Parse multiline JSON with grok in logstash - json

I've got a JSON of the format:
{
"SOURCE":"Source A",
"Model":"ModelABC",
"Qty":"3"
}
I'm trying to parse this JSON using logstash. Basically I want the logstash output to be a list of key:value pairs that I can analyze using kibana. I thought this could be done out of the box. From a lot of reading, I understand I must use the grok plugin (I am still not sure what the json plugin is for).

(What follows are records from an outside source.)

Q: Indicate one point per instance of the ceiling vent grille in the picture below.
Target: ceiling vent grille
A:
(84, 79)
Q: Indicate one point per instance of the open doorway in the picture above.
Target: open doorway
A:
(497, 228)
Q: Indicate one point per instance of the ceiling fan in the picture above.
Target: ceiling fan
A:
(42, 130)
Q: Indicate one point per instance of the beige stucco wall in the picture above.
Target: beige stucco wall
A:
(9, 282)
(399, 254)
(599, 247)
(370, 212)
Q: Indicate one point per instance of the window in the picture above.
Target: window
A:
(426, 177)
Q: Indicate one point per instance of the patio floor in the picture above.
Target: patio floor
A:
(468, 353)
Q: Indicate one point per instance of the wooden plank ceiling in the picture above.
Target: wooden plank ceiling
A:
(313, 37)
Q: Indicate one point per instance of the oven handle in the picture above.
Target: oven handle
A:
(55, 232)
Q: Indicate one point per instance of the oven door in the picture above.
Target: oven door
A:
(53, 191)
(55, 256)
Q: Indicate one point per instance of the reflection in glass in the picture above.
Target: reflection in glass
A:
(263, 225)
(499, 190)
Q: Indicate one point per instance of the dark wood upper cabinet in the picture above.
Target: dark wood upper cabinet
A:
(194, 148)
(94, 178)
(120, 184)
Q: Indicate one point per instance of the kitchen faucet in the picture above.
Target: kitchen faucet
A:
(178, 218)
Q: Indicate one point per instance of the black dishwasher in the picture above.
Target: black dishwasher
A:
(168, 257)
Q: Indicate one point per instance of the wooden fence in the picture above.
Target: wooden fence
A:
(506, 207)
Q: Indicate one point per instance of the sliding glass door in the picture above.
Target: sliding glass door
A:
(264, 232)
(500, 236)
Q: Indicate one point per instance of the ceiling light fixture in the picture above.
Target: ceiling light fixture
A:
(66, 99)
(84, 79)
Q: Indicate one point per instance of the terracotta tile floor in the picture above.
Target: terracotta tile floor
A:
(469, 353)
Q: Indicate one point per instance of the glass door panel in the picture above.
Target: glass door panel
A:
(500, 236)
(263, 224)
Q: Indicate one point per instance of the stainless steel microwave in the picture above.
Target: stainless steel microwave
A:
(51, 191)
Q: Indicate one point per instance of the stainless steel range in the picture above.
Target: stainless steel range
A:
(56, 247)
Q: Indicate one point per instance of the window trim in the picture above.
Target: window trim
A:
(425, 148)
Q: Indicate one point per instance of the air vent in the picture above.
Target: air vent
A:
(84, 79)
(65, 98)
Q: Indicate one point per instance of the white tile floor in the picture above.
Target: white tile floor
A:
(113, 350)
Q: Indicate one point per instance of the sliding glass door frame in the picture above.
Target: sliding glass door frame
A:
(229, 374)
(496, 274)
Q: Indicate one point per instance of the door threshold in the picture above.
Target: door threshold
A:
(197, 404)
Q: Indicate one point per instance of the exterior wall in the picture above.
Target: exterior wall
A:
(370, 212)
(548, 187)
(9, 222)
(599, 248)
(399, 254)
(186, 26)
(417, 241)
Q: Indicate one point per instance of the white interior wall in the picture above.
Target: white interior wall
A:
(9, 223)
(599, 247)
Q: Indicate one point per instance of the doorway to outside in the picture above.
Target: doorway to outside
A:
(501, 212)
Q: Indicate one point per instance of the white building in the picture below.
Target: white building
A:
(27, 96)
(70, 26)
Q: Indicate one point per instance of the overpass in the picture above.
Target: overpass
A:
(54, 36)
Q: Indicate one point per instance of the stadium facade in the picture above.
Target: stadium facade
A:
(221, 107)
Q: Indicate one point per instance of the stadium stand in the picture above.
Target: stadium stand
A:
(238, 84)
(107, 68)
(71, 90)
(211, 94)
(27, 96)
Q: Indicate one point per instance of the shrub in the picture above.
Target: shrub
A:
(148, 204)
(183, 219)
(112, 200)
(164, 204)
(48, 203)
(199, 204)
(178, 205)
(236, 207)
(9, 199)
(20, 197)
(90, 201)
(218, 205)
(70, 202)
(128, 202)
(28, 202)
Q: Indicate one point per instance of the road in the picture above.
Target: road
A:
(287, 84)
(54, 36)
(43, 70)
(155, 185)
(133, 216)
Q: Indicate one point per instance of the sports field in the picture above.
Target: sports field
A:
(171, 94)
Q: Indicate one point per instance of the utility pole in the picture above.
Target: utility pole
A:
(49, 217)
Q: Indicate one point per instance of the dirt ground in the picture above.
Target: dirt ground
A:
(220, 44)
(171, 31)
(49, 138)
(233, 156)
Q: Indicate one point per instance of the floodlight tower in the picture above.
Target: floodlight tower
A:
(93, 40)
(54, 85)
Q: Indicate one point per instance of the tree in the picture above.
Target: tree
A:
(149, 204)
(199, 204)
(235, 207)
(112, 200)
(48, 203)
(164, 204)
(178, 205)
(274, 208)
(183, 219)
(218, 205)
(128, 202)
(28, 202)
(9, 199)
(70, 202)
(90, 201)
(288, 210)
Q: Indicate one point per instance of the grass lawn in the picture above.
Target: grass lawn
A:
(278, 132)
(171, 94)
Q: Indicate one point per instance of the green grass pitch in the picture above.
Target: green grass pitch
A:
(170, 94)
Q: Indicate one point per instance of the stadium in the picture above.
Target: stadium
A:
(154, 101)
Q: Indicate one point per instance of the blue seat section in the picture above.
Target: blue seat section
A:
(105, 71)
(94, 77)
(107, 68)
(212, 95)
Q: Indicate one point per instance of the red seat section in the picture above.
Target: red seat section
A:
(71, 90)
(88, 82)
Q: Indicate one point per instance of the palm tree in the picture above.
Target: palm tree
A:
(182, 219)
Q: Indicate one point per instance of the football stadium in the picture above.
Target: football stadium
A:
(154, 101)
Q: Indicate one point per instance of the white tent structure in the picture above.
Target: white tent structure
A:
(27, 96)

But I am unable to get an event with all the fields. I get multiple events (one even for each attribute of my JSON). Like so:
{
"message" => " \"SOURCE\": \"Source A\",",
"#version" => "1",
"#timestamp" => "2014-08-31T01:26:23.432Z",
"type" => "my-json",
"tags" => [
[0] "tag-json"
],
"host" => "myserver.example.com",
"path" => "/opt/mount/ELK/json/mytestjson.json"
}
{
"message" => " \"Model\": \"ModelABC\",",
"#version" => "1",
"#timestamp" => "2014-08-31T01:26:23.438Z",
"type" => "my-json",
"tags" => [
[0] "tag-json"
],
"host" => "myserver.example.com",
"path" => "/opt/mount/ELK/json/mytestjson.json"
}
{
"message" => " \"Qty\": \"3\",",
"#version" => "1",
"#timestamp" => "2014-08-31T01:26:23.438Z",
"type" => "my-json",
"tags" => [
[0] "tag-json"
],
"host" => "myserver.example.com",
"path" => "/opt/mount/ELK/json/mytestjson.json"
}
Should I use the multiline codec or the json_lines codec? If so, how can I do that? Do I need to write my own grok pattern or is there something generic for JSONs that will give me ONE EVENT with key:value pairs that I get for one event above? I couldn't find any documentation that sheds light on this. Any help would be appreciated. My conf file is shown below:
input
{
file
{
type => "my-json"
path => ["/opt/mount/ELK/json/mytestjson.json"]
codec => json
tags => "tag-json"
}
}
filter
{
if [type] == "my-json"
{
date { locale => "en" match => [ "RECEIVE-TIMESTAMP", "yyyy-mm-dd HH:mm:ss" ] }
}
}
output
{
elasticsearch
{
host => localhost
}
stdout { codec => rubydebug }
}

I think I found a working answer to my problem. I am not sure if it's a clean solution, but it helps parse multiline JSONs of the type above.
input
{
file
{
codec => multiline
{
pattern => '^\{'
negate => true
what => previous
}
path => ["/opt/mount/ELK/json/*.json"]
start_position => "beginning"
sincedb_path => "/dev/null"
exclude => "*.gz"
}
}
filter
{
mutate
{
replace => [ "message", "%{message}}" ]
gsub => [ 'message','\n','']
}
if [message] =~ /^{.*}$/
{
json { source => message }
}
}
output
{
stdout { codec => rubydebug }
}
My mutliline codec doesn't handle the last brace and therefore it doesn't appear as a JSON to json { source => message }. Hence the mutate filter:
replace => [ "message", "%{message}}" ]
That adds the missing brace. and the
gsub => [ 'message','\n','']
removes the \n characters that are introduced. At the end of it, I have a one-line JSON that can be read by json { source => message }
If there's a cleaner/easier way to convert the original multi-line JSON to a one-line JSON, please do POST as I feel the above isn't too clean.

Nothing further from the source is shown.